Expect to see more growth and adoption of PostgreSQL in 2026 as more organizations come to the same conclusions as Snowflake and Databricks.
It’s likely that there will be more innovation to help problems that many organizations likely assume are already: solved problems.
In 2025, we saw numerous innovations, like the notion that an AI is able to parse data from an unstructured data source like a PDF. That’s a capability that has existed for several years, but proved harder to operationalize at scale than many assumed. Databricks now has an advanced parser, and other vendors, including Mistral, have emerged with their own improvements.
The same is true with natural language to SQL translation. While some might have assumed that was a solved problem, it’s one that continued to see innovation in 2025 and will see more in 2026.
It’s critical for enterprises to stay vigilant in 2026. Don’t assume foundational capabilities like parsing or natural language to SQL are fully solved. Keep evaluating new approaches that may significantly outperform existing tools.
2025 was a big year for big money going into data vendors.
Meta invested $14.3 billion in data labeling vendor Scale AI; IBM said it plans to acquire data streaming vendor Confluent for $11 billion; and Salesforce picked up Informatica for $8 billion.

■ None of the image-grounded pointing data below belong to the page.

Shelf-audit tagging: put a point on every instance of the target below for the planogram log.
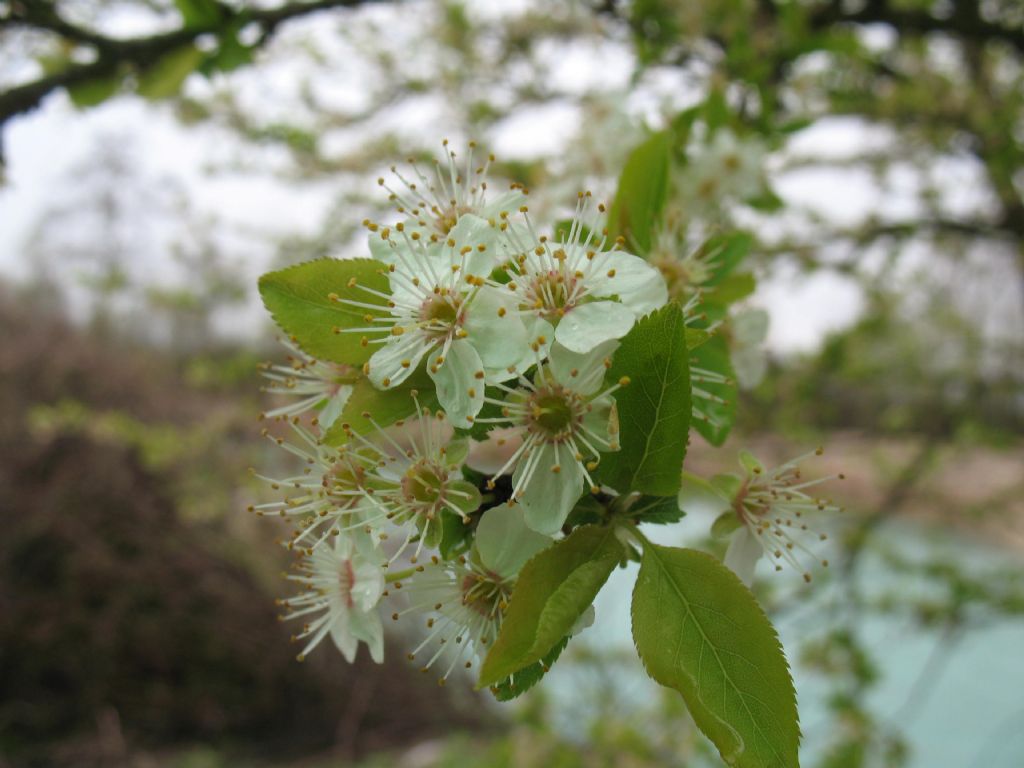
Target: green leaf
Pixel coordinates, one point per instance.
(164, 78)
(230, 54)
(199, 12)
(299, 299)
(553, 590)
(714, 416)
(517, 684)
(698, 630)
(92, 92)
(384, 407)
(659, 510)
(653, 409)
(732, 288)
(642, 189)
(455, 536)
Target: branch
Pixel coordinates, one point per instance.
(964, 23)
(115, 53)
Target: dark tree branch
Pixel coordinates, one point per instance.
(115, 54)
(965, 23)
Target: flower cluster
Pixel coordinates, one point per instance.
(480, 343)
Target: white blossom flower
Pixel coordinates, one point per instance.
(318, 385)
(574, 291)
(328, 497)
(564, 421)
(465, 599)
(434, 204)
(727, 168)
(749, 330)
(341, 585)
(439, 309)
(774, 516)
(415, 480)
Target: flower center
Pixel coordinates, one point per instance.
(553, 411)
(439, 312)
(424, 485)
(446, 218)
(553, 293)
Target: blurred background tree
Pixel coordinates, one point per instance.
(887, 200)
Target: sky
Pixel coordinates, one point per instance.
(45, 147)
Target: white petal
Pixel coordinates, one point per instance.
(750, 365)
(500, 338)
(493, 454)
(472, 231)
(386, 361)
(589, 325)
(742, 555)
(505, 542)
(459, 390)
(509, 202)
(639, 286)
(368, 628)
(343, 639)
(602, 424)
(549, 497)
(582, 373)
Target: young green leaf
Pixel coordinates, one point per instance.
(92, 92)
(699, 631)
(517, 684)
(658, 510)
(653, 409)
(642, 189)
(299, 299)
(199, 12)
(553, 590)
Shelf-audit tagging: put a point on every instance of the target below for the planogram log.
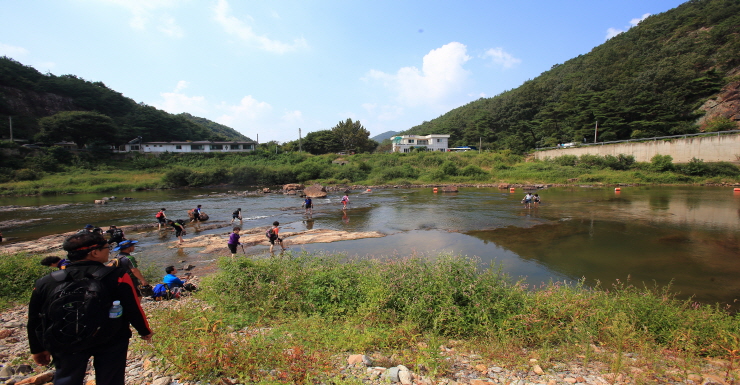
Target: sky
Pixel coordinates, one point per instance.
(275, 69)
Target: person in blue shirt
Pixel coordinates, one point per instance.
(177, 285)
(60, 263)
(172, 280)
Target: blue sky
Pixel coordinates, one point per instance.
(268, 68)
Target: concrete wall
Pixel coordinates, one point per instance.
(722, 148)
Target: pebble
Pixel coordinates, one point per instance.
(465, 369)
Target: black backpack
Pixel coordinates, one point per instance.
(75, 315)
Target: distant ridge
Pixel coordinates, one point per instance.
(215, 127)
(29, 96)
(649, 81)
(386, 135)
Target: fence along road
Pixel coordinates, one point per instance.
(722, 146)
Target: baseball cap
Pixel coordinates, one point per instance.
(125, 244)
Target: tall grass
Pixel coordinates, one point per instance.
(284, 320)
(20, 272)
(261, 168)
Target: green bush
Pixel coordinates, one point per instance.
(472, 170)
(20, 272)
(449, 168)
(26, 174)
(566, 160)
(695, 167)
(661, 162)
(452, 296)
(177, 177)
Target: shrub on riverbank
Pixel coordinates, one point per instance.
(267, 169)
(20, 272)
(282, 320)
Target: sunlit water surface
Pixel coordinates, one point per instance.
(686, 236)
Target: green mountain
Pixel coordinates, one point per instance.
(386, 135)
(648, 81)
(28, 96)
(217, 128)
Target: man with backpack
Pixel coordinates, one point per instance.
(116, 235)
(179, 228)
(161, 218)
(273, 236)
(125, 260)
(237, 215)
(85, 311)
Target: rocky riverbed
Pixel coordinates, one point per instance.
(371, 368)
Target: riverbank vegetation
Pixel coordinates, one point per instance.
(67, 173)
(287, 319)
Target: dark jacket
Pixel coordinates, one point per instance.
(120, 288)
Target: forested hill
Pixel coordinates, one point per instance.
(28, 96)
(648, 81)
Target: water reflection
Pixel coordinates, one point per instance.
(687, 235)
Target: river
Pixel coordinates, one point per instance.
(685, 236)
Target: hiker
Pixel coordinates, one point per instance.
(116, 235)
(176, 284)
(60, 263)
(308, 204)
(237, 215)
(234, 240)
(161, 218)
(196, 214)
(527, 200)
(79, 339)
(179, 229)
(273, 236)
(128, 262)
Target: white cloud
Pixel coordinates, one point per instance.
(500, 57)
(248, 111)
(611, 32)
(292, 117)
(236, 27)
(442, 75)
(176, 102)
(12, 51)
(169, 27)
(145, 12)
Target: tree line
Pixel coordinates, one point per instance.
(50, 108)
(648, 81)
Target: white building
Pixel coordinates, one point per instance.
(433, 142)
(186, 146)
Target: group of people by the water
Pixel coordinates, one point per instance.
(531, 200)
(101, 326)
(120, 286)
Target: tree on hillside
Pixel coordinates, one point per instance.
(321, 142)
(352, 136)
(80, 127)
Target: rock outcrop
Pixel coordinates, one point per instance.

Organizations should expect the pace of acquisitions of all sizes to continue in 2026, as big vendors realize the foundational importance of data to the success of agentic AI.
The impact of acquisitions and consolidation on enterprises in 2026 is hard to predict. It can lead to vendor lock-in, and it can also potentially lead to expanded platform capabilities.
In 2026, the question won’t be whether enterprises are using AI — it will be whether their data systems are capable of sustaining it. As agentic AI matures, durable data infrastructure — not clever prompts or short-lived architectures — will determine which deployments scale and which quietly stall out.